The interface with external sequence analysis programs or web services are encapsulated within plugins. The way inmembrane detects and uses plugins is straightforward: they are python modules stored in the inmembrane/plugins directory. The name of the module reflects the name of the program or web service and matches the naming used with inmembrane.config. All calls to the plugins are recognized by the module name, which can be called by eval within Python.

Each plugin must implement one function and contain one variable:

annotate(params, proteins) -- this takes the params dictionary and the proteins data structure and adds key value pairs to reflect that results of the analysis. (TODO: For convenience all plugins should return the proteins data structure upon successful execution, however not all plugins currently follow this rule).

annotate may also take other optional keyword arguments (particularly for plugins that interface with web services, it is convenient to include optional url and batchsize parameters, and a force boolean arguments that allows cached output file to be ignored).

citation -- a module level dictionary of the form:

{'ref':'some citable reference', 'name':'programname version'} (see details below).

An important element of every plugin is the parsing of the results output by the external analysis program - either text processing of an output file or stdout, handling SOAP responses (via the suds package) or HTML scraping of the web page output (mostly via BeautifulSoup). Given that Python has excellent text-processing facilities, the files are generally parsed in the main annotate function or an auxillary reusable function. The text files are generally sequential table-like output and so a simple iteration of the output lines is in general sufficient to process the output.

As inmembrane is a glue program that builds on the work of many excellent analysis packages, inmembrane takes care to make sure credit is given. As such citations for each program are considered essential parts of the plugin, and they are stored directly in the source file, and are extracted, and displayed every time the program is run and stored in citations.txt.

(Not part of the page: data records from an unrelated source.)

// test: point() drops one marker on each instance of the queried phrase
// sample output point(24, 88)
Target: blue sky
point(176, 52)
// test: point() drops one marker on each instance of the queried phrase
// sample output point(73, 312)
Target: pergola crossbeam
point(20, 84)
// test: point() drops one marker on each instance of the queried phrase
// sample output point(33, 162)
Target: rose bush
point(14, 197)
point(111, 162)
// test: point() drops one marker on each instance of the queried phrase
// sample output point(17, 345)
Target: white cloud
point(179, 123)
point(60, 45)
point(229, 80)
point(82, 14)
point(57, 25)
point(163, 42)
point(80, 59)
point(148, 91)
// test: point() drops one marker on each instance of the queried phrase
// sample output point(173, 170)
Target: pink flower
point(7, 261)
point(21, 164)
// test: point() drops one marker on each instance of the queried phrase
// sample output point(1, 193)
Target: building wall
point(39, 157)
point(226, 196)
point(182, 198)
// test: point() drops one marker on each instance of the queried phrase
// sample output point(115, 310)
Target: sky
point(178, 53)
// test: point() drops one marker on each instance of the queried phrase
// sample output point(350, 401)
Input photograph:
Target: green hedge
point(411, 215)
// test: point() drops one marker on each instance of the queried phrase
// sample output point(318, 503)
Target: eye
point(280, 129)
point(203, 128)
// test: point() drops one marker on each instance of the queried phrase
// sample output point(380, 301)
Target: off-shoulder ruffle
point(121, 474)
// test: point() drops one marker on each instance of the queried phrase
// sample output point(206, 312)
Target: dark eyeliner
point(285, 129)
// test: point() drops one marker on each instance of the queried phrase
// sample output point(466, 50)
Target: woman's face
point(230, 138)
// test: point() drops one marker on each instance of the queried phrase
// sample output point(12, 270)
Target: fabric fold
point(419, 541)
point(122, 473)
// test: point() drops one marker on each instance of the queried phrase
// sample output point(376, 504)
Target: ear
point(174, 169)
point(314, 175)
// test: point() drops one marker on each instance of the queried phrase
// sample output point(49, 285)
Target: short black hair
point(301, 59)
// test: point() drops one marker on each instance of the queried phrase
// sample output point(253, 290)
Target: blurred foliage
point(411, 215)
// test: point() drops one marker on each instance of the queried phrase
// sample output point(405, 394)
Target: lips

Logging, temporary output and debugging

STDERR is used to output status messages as the program executed (eg the currently running plugin, a pseudo-progress bar if we are looping and polling a web service). These status updates should be prefixed by a # character, which allows easy filtering further down the track. Most plugins etc also contain a module level variable __DEBUG__ which prints additional information useful for debugging to STDERR. The final tab-delimited results and summary table are sent to STDOUT, so standard Unix redirection can be used to capture the two streams seperately if desired (eg inmembrane_scan myseqs.fasta >results.out 2>results.err )

inmembrane always creates a directory caching the output of external analysis packages, named based on the name of the input FASTA file without an extension. The input FASTA file is copied into this directory (as input.fasta), along with citation.txt. Output from each external package is named in the form 'plugin_name.out'.